Value Pricing Basics

Value pricing is a pricing strategy that takes the value your service provides to your customer and sets an appropriate price that demonstrates more value than your service costs. It can be used as a tool for increasing revenue, improving profit margins or simply providing customers with the best quality product for their needs.

Let’s work through a practical example that many small businesses face so we can better understand how value pricing works: deciding on which website designer to use.

Designer A is offering to build you a website for $1,500 including 5 pages and any additional pages will cost you $500 each.

Designer B is offering to build you a “marketing machine” that they expect will deliver you 5-10 leads per month and they are asking for an investment of $1,000 per month for a minimum of 24 months.

These are two very different ways to pitch services and one obviously commands a far high price. Designer A has tied their price to the cost of producing the work (ie the number of pages needing to be designed). On the other hand Designer B has tied their price to the value of the service being provided (ie the number of new customers you acquire from your new website) and as a result, could demand a far higher price for their services.

The first step to value pricing is to understand your target customer’s goals.

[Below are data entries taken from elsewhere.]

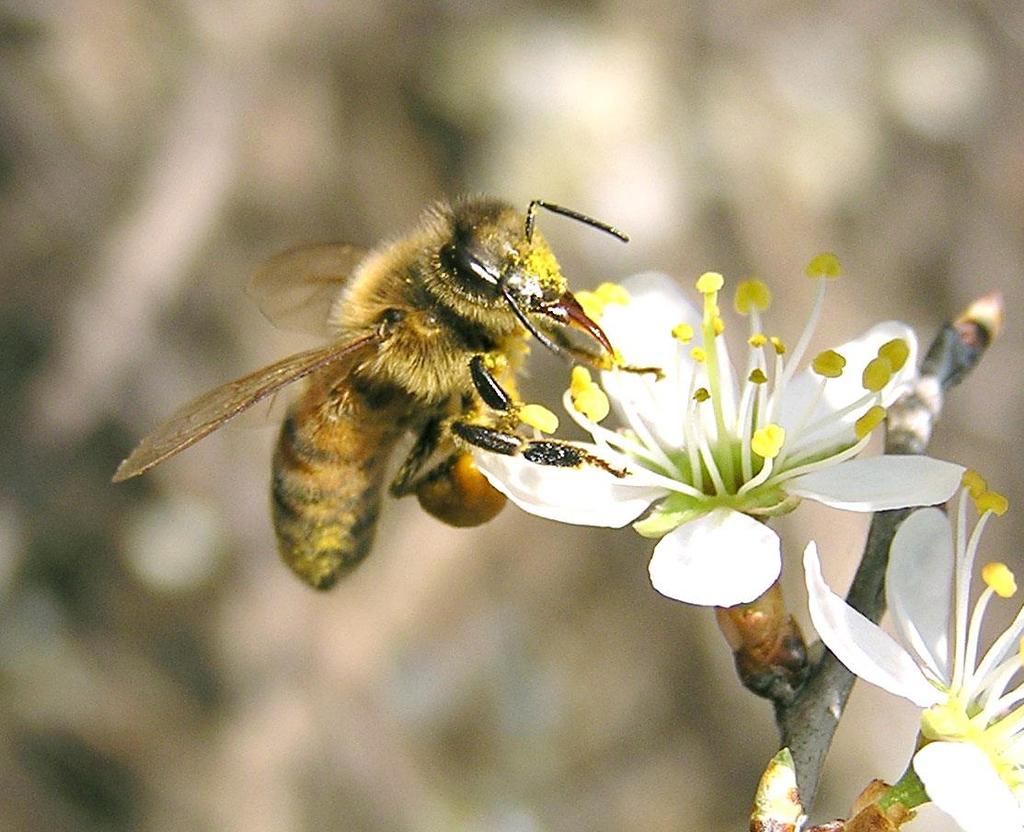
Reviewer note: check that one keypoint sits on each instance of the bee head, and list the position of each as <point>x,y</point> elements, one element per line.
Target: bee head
<point>497,260</point>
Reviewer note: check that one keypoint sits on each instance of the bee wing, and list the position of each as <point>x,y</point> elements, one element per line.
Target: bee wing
<point>205,414</point>
<point>295,289</point>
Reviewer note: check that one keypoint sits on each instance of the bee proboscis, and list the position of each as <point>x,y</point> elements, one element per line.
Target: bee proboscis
<point>428,334</point>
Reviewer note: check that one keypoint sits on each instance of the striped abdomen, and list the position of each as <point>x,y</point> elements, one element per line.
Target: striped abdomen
<point>328,473</point>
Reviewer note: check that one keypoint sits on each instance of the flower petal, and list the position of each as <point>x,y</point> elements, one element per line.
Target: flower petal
<point>880,483</point>
<point>586,496</point>
<point>920,586</point>
<point>839,392</point>
<point>862,647</point>
<point>720,559</point>
<point>641,330</point>
<point>962,782</point>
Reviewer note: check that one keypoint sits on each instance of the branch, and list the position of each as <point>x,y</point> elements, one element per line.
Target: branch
<point>809,721</point>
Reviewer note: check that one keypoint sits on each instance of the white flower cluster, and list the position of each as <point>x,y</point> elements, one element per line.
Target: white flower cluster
<point>710,454</point>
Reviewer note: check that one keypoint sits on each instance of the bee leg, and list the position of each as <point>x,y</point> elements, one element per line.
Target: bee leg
<point>542,452</point>
<point>489,389</point>
<point>406,480</point>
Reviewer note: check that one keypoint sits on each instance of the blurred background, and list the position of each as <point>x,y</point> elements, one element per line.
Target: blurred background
<point>160,669</point>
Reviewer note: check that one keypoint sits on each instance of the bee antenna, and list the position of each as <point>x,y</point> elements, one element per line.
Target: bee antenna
<point>558,209</point>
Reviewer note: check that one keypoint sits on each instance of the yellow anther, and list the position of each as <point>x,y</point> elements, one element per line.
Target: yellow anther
<point>823,265</point>
<point>991,501</point>
<point>999,579</point>
<point>896,352</point>
<point>593,305</point>
<point>944,720</point>
<point>877,374</point>
<point>828,364</point>
<point>540,417</point>
<point>710,282</point>
<point>612,293</point>
<point>767,441</point>
<point>683,333</point>
<point>866,423</point>
<point>974,483</point>
<point>592,403</point>
<point>580,380</point>
<point>752,294</point>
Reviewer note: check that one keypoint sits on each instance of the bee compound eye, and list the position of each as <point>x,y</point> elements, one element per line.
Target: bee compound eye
<point>467,268</point>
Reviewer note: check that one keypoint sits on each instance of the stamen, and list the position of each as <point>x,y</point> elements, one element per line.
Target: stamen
<point>828,364</point>
<point>991,501</point>
<point>580,379</point>
<point>540,417</point>
<point>877,374</point>
<point>767,441</point>
<point>709,284</point>
<point>824,264</point>
<point>999,579</point>
<point>682,333</point>
<point>752,294</point>
<point>974,483</point>
<point>866,423</point>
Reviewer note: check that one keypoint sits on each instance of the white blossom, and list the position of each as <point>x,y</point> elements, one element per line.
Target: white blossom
<point>972,761</point>
<point>709,453</point>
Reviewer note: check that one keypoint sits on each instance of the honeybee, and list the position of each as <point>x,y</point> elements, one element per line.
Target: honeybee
<point>429,332</point>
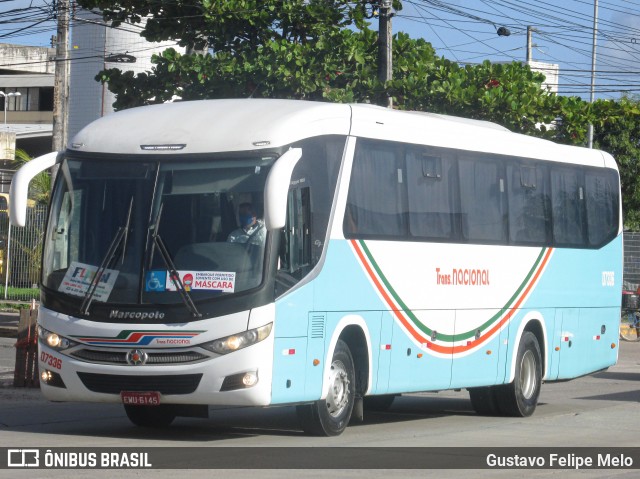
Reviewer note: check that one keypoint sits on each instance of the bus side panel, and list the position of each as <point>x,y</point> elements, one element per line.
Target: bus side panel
<point>290,345</point>
<point>482,366</point>
<point>414,367</point>
<point>584,286</point>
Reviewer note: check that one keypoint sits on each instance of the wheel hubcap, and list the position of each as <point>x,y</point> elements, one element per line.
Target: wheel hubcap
<point>528,380</point>
<point>338,396</point>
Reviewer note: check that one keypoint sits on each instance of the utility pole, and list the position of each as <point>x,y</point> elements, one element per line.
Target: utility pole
<point>593,65</point>
<point>61,77</point>
<point>530,31</point>
<point>385,57</point>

What do they want to achieve? Do they want more customers and revenue? Or do they want to provide a better experience to their existing customers? Whatever the goal, you need to understand what they are trying to achieve. It might sound obvious but the easiest way to understand someone’s goals is by simply asking them, for example, you could ask them where do you want to be in 5 years?

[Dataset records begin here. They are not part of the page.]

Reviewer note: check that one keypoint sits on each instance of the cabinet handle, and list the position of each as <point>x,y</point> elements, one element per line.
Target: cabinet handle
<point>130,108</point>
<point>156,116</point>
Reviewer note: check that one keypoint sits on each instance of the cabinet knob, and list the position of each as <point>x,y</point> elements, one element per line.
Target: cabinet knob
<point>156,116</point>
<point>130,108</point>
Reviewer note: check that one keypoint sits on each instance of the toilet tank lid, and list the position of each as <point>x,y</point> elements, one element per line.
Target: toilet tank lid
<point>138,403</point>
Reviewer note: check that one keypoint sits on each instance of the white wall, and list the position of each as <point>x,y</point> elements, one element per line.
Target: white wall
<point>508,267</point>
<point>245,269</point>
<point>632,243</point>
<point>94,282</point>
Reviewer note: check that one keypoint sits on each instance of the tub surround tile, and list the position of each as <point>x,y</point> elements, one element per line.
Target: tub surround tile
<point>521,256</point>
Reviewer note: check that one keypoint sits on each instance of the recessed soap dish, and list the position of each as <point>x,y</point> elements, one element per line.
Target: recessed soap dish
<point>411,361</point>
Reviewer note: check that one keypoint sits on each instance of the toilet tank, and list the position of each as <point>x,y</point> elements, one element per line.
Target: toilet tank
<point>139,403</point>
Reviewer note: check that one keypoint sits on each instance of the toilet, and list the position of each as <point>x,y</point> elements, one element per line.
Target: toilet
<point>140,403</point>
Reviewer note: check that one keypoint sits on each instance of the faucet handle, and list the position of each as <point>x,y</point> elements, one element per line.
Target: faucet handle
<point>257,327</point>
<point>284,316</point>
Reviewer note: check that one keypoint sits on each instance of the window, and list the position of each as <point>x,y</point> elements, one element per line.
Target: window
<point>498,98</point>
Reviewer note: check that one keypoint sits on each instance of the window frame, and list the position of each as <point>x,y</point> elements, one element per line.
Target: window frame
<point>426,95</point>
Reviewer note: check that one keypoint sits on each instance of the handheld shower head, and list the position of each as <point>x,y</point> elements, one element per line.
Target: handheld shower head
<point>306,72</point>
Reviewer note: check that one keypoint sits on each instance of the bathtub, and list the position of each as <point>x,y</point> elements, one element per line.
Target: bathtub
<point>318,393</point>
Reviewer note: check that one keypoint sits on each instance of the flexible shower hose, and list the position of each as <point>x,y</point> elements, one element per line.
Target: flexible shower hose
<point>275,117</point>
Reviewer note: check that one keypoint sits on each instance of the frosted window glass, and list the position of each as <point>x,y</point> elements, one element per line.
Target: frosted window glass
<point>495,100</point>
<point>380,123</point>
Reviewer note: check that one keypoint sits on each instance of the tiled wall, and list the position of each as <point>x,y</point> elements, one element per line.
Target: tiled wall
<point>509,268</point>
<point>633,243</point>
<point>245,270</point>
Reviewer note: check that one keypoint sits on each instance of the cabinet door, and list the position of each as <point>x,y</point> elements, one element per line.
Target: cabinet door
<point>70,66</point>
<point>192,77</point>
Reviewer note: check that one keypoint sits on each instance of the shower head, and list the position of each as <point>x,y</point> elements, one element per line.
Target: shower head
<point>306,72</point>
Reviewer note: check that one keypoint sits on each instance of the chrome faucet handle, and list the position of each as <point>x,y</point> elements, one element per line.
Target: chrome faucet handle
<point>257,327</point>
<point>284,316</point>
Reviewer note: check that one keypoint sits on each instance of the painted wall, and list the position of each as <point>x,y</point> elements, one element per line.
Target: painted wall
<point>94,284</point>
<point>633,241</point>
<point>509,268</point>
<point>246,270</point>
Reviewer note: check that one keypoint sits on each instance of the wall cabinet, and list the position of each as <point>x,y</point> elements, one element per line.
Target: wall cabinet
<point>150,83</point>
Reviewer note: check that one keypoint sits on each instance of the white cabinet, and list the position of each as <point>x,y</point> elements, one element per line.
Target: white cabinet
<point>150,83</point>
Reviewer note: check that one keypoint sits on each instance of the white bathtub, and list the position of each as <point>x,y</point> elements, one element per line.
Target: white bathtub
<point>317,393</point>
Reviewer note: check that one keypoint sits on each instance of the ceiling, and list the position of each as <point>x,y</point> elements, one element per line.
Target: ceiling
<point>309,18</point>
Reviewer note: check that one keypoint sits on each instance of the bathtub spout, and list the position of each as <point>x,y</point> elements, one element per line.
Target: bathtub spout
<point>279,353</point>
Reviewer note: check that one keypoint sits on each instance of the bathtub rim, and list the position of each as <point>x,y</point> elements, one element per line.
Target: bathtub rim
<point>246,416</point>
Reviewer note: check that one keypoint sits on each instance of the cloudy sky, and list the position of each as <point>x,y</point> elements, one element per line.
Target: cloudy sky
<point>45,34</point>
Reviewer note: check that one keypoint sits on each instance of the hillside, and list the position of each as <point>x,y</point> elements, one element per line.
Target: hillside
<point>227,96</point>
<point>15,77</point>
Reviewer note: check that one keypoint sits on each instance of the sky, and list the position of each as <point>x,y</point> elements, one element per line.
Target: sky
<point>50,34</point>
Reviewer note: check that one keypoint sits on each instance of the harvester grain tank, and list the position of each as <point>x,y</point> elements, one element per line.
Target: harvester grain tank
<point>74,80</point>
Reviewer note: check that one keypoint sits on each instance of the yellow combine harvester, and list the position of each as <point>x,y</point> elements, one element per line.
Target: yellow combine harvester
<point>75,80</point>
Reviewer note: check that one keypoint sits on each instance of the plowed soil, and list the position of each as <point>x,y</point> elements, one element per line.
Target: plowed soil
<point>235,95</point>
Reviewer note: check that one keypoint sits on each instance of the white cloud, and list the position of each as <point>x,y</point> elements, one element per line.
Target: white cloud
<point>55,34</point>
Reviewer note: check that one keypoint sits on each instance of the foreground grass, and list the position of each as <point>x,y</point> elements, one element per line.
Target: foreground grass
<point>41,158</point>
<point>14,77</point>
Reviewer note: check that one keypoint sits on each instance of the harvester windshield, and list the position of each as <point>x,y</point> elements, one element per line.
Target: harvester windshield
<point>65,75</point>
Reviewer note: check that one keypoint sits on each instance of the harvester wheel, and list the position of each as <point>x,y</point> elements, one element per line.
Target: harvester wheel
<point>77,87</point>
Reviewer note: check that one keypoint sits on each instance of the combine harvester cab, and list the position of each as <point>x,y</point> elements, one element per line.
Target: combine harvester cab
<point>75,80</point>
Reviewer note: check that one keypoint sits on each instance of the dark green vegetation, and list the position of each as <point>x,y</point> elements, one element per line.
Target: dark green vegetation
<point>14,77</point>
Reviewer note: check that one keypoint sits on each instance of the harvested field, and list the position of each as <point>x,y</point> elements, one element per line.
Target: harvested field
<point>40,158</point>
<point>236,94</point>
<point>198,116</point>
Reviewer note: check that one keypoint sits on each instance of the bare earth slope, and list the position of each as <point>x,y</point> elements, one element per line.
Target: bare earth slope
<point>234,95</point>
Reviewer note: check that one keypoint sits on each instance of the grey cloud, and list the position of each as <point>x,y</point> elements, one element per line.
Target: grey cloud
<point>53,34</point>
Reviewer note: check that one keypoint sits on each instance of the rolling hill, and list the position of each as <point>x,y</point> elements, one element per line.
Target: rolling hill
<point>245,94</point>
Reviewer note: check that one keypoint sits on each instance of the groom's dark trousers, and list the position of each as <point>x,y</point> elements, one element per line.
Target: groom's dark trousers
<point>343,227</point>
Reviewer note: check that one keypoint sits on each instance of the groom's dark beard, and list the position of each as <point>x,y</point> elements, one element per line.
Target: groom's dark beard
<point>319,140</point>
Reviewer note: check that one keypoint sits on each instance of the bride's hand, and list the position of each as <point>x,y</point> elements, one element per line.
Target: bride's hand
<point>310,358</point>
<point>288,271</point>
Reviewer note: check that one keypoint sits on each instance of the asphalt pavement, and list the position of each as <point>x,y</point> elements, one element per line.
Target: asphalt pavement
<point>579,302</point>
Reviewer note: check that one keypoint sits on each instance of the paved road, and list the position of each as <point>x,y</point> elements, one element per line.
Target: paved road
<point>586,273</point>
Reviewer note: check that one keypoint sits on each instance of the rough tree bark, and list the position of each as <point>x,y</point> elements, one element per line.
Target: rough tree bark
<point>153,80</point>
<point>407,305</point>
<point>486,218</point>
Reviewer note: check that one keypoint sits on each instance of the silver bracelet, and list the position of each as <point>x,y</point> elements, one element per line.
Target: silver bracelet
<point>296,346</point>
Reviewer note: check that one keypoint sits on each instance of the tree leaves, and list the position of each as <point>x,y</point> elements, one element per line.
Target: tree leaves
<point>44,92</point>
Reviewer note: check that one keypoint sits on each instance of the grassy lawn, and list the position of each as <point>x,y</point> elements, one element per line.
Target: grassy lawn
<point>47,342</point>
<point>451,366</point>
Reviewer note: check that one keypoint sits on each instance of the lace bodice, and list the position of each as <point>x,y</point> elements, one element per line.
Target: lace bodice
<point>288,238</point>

Having a 5-page website doesn’t achieve a goal, but having a website that delivers 5-10 new leads every month could help your customer achieve a revenue target they have. Both designers might produce a website that achieves this but Designer B is making it clear that their service will help achieve a goal.

Once you know their goals, you need to understand what not achieving these goals costs them.

How much money does it cost them to acquire new customers? Have they been losing customers to the competition? How many new customers would it take to make up for the lost revenue and how long before that happens? And what is their customer’s experience like right now?

If it currently costs $300 to acquire a customer lead, then Designer B is effectively asking their customer to pay $100-$200 per lead which makes a lot of sense. However if the cost of acquisition is $50 per lead, then Designer B’s offer looks like poor value for money, which leads us to the last element of value pricing.

Striking the right balance between solving a problem and charging an appropriate price is critical.

Your customer should feel like they are getting a great deal and that that the price is justified by the value of the problem you are solving for them. If you charge too little, you can actually make your customer feel like they are not getting their money’s worth and if you charge too much then your customer is left with a sense that they are just one of many customers the business is looking to extract as much revenue from.

When defining your price think about what goals your customer is trying to achieve, what is not achieving those goals costing them and what is a fair price that leaves them feeling like they are getting a great deal and solves their problems.